Suppresses norovirus which causes winter food poisoning

It has been proved that the active elements produced by the Streamer technology decomposes and neutralizes the norovirus by contacting the norovirus that causes food poisoning. Furthermore, this time, it was proved that operating two Streamer units doubled the suppression effect.

Professor Shigeru Kyuwa
Supervisor Professor Shigeru Kyuwa
Ph.D. (Agriculture)
Department of Biomedical Science,
Graduate School of Agriculture and Life Science,
the University of Tokyo
 
  • This is the demonstration result using a streamer discharge device for testing.
  • The effect of products equipped with Streamer technology or the effect in actual use environment may differ.

Demonstration of the suppression effect against norovirus

 

The survival rate of norovirus after 4 hours of Streamer irradiation was 0.6% for two units operation compared to 1.3% for one unit operation, confirming approximately twice the suppression effect.

  • This is the demonstration result using a streamer discharge device for testing.
  • The effect of products equipped with Streamer technology or the effect in actual use environment may differ.

Testing organization

Department of Biomedical Science, Graduate School of Agriculture and Life Science, the University of Tokyo

Test method

Use mouse norovirus [Mouse norovirus] (1) Virus belonging to the genus Calicivirus Norovirus (single-stranded RNA virus, plus sense, no envelope). (2) A related virus that belongs to the same virus genus as human norovirus and may be used as a substitute for human norovirus. (3) Increase in mouse macrophage-like tumor cell line RAW264 cells. The MNV-S7 strain (Genbank accession no. AB435515, Toya etc.) used in this experiment was expanded with the above RAW264 cells (purchased from RIKEN BRC Cell Bank). D-MEM/Ham's F-12 (containing phenol red, HEPES, sodium pyruvate) was used as the culture solution. The virus titer was determined by the TDIDT50 method using a 96-well plate.

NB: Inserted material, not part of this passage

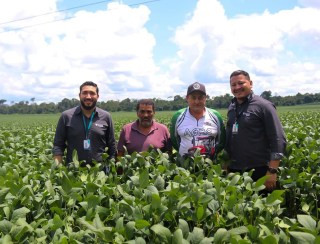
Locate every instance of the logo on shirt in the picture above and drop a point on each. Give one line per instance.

Be cautious for norovirus in winter!

 

Bacterial food poisoning is more common in the summer, when fungi are more prone to growth, but since viruses prefer low temperatures and dry environments, viral food poisoning increases in winter. Among them, the overwhelming majority are food poisoning due to norovirus. Norovirus is extremely infectious and often spreads at a stretch, resulting in more outbreaks and patients than in the summer. Looking at the number of food poisoning patients per year, norovirus accounts for more than half of them.